On the other hand SHAKAL IZ SOLOVYEV,
our Siberia import, has sired three litters. We are very enthusiastic
about his get, but we only began to use them in breeding in 2005
although the first litter was born in 1994. We wanted to test this Russian
dog's and prove them thoroughly by our own standards and to our own
satisfaction. We have found much to admire and little not to like in them.
We are now integrating the Solovyev stock into an F2 generation and we
have imported two additional stud dogs bred from Solovyev and
Markovo-Seppala bloodlines in the kennels
of Pirena competitor Ramón Rojas in Catalunya.
Perhaps we have been over-cautious about our outcross lines! Among the first three hundred dogs submitted to the Continental KC registry there were at least twenty different half-Alaskan crossbreds. Presumably any or all of them are eligible for upgrading to "purebred SSS" status when their descendants reach the liberal ISSSC 93% level as measured by their rather optimistic percentage system. Yet the ISSSC utterly rejects our "recent Siberia imports," presumably as being "insufficiently athletic." Didn't Jesus of Nazareth say something about those who "strain at a gnat and swallow a camel"? For all that, one of the above outcross candidates failed to produce acceptable progeny, while the progeny of the other were highly successful and "athletic." Despite the hefty stud fee we paid for the use of the Streeper stud and the cost of maintaining six ravenous Alaskan crosses for five years of evaluation, we rejected our first "performance outcross." I think that not only says quite a bit about our high standards for new gene inflow, but also about what an outstanding sire our Siberia import turned out to be.
Inevitably someone will say, "but why don't you accept other bloodlines of Racing Siberian Huskies as outcross candidates?" We have three excellent reasons not to do so. First, it has been tried and tried, done to death, not only by Doug Willett and Lanette Kimball, but by just about every Siberian Husky racer for the past fifty years, and it has never worked out very well. Willett himself "searched for an outcross" for thirty years and abandoned one white hope after another. (Who enthuses over ROCKY OF ALTA these days? Yet fifteen years ago he was touted as The Answer!) The main result of some of the most widely-disseminated of the RSH outcrosses has been additional problems with such genetic diseases as subaortic stenosis. Second, the RSH never was and never will be a true outcross to Seppala strain, because it has the identical breed founders in 70% or more of its pedigree lines. It is only an outbreeding, not a real outcross -- and not much of an outbreeding at that. Moreover, in the usual Racing Siberian Husky lines such as Igloo Pak, Anadyr, and Kodiak there have been many more generations of inbreeding and random drift than in Seppala strain, hence much less remaining genetic diversity. Those who seek an outcross for Seppalas in the RSH domain don't really understand what an outcross is or why it is undertaken. Third, Racing Siberian Husky bloodlines are quite likely to contain unadmitted Alaskan Husky outcross blood that isn't shown in the pedigree. Here again is a source of unwanted problems, and anyway, we like to know what we're working with. If someone's pedigrees are not to be trusted, we want nothing to do with his/her dogs.

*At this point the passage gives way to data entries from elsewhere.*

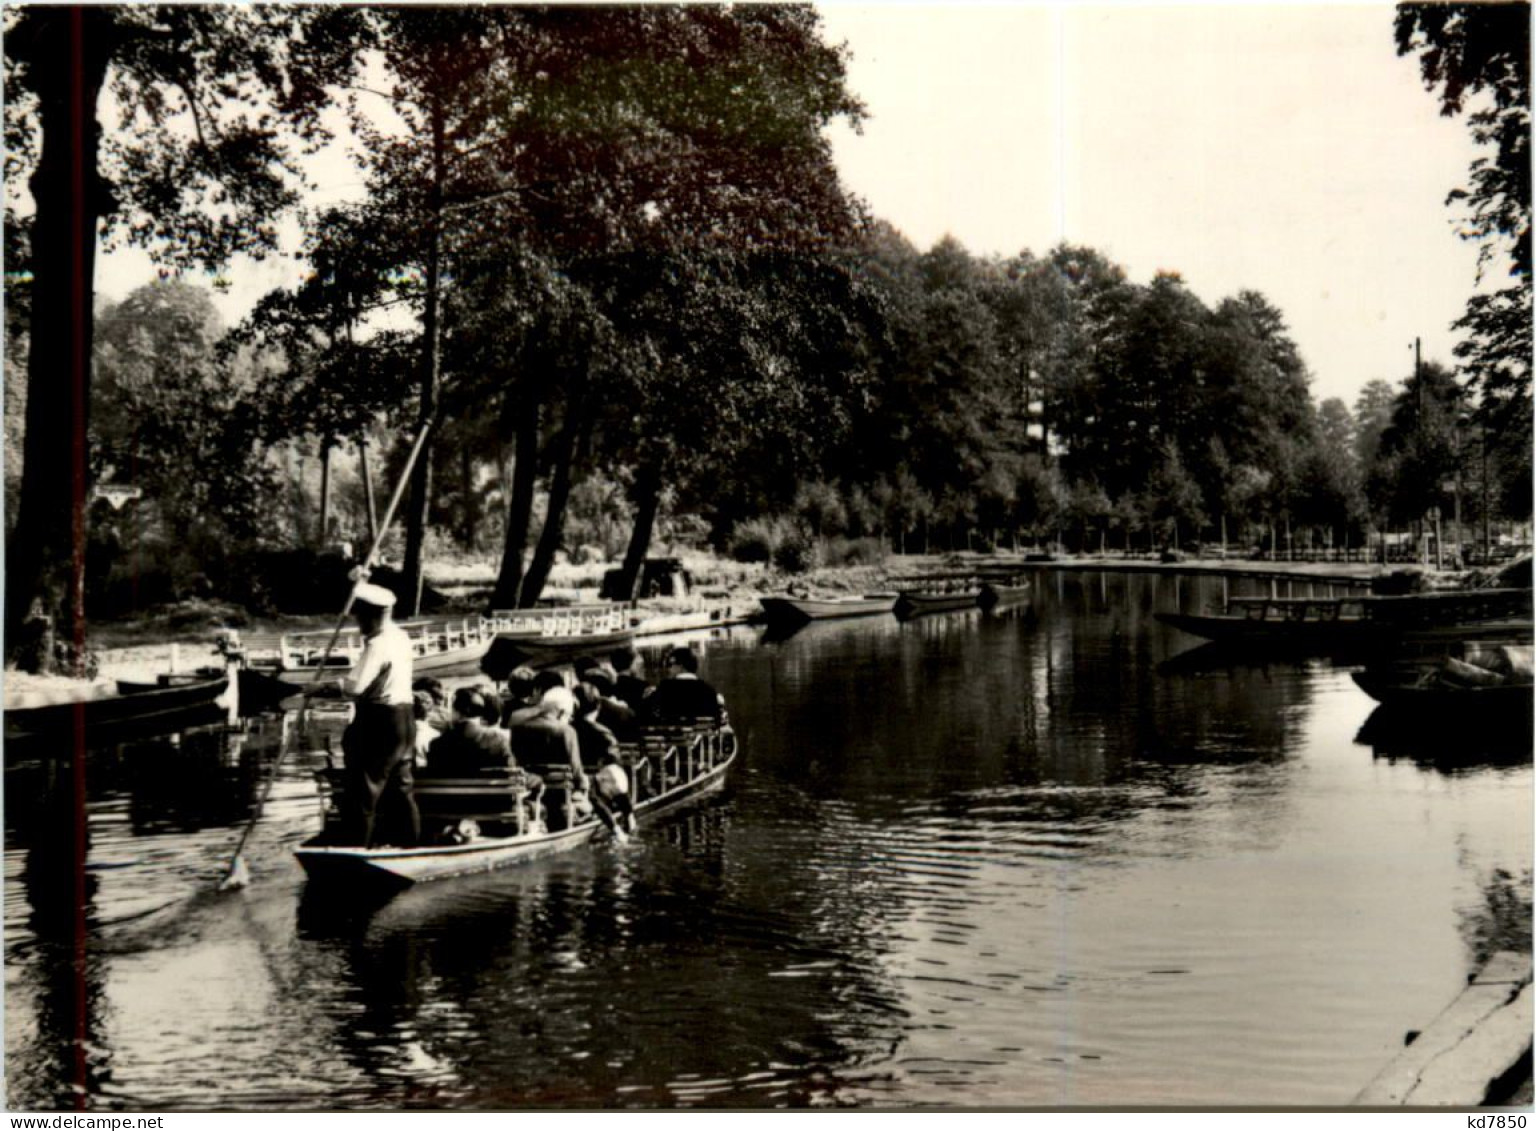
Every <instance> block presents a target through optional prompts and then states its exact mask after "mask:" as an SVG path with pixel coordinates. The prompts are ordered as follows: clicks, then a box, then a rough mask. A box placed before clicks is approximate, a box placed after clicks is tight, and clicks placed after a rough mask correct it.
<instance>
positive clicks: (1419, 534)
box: [1413, 337, 1439, 564]
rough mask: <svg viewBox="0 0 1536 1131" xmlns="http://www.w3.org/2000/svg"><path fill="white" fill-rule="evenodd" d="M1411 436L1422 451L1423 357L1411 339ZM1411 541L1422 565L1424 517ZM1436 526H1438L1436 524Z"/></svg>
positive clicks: (1436, 549) (1419, 345) (1423, 530)
mask: <svg viewBox="0 0 1536 1131" xmlns="http://www.w3.org/2000/svg"><path fill="white" fill-rule="evenodd" d="M1413 435H1415V438H1416V439H1418V444H1419V452H1421V453H1422V450H1424V357H1422V352H1421V343H1419V338H1418V337H1415V338H1413ZM1413 526H1415V530H1413V541H1415V542H1416V546H1415V556H1418V559H1419V561H1421V562H1424V564H1428V562H1425V561H1424V558H1425V555H1424V516H1422V515H1421V516H1419V519H1418V522H1415V524H1413ZM1436 526H1438V524H1436ZM1435 550H1436V553H1439V542H1436V544H1435Z"/></svg>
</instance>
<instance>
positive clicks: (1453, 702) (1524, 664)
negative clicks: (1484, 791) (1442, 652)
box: [1352, 641, 1531, 725]
mask: <svg viewBox="0 0 1536 1131" xmlns="http://www.w3.org/2000/svg"><path fill="white" fill-rule="evenodd" d="M1352 675H1353V679H1355V684H1356V685H1358V687H1359V688H1361V690H1362V692H1364V693H1366V695H1369V696H1370V698H1372V699H1375V701H1376V702H1379V704H1382V705H1384V707H1399V708H1412V710H1422V711H1442V710H1444V711H1452V715H1450V716H1448V718H1453V719H1456V721H1458V722H1459V724H1461V725H1476V724H1478V722H1479V719H1481V713H1482V711H1488V710H1499V711H1507V710H1511V708H1516V710H1524V711H1525V713H1527V715H1528V713H1530V708H1531V647H1530V644H1524V645H1487V644H1478V642H1475V641H1473V642H1465V641H1464V642H1459V644H1458V645H1455V648H1447V650H1445V652H1444V653H1441V655H1439V656H1432V658H1425V656H1419V658H1415V656H1412V655H1410V656H1407V658H1399V659H1398V661H1395V662H1390V664H1379V665H1373V667H1367V668H1366V670H1364V672H1355V673H1352Z"/></svg>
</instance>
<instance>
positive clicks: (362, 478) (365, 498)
mask: <svg viewBox="0 0 1536 1131" xmlns="http://www.w3.org/2000/svg"><path fill="white" fill-rule="evenodd" d="M358 470H359V472H361V473H362V498H364V499H366V501H367V506H369V541H370V542H372V541H378V536H379V516H378V512H376V509H375V507H373V473H372V472H369V438H367V435H366V433H362V432H359V433H358Z"/></svg>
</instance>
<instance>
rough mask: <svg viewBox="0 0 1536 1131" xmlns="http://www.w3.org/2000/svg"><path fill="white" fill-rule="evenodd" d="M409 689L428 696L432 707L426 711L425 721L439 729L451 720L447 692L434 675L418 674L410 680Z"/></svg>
mask: <svg viewBox="0 0 1536 1131" xmlns="http://www.w3.org/2000/svg"><path fill="white" fill-rule="evenodd" d="M410 690H412V692H424V693H425V695H427V696H429V698H430V701H432V708H430V710H429V711H427V722H430V724H432V725H433V727H436V728H438V730H439V731H441V730H442V728H444V727H447V725H449V724H450V722H453V715H452V713H450V711H449V692H447V688H445V687H444V685H442V681H441V679H436V678H435V676H418V678H416V679H413V681H412V684H410Z"/></svg>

Thus far all the evidence we have seen indicates that Siberia import stock offers the greatest hope for the genetic renewal of Seppala strain. We are completely comfortable with that concept, because it is fully in line with the practices of Leonhard Seppala and Elizabeth Ricker themselves. The Project is now firmly committed to the integration of the Solovyev Siberia import lines with our Markovo-Seppala rootstock.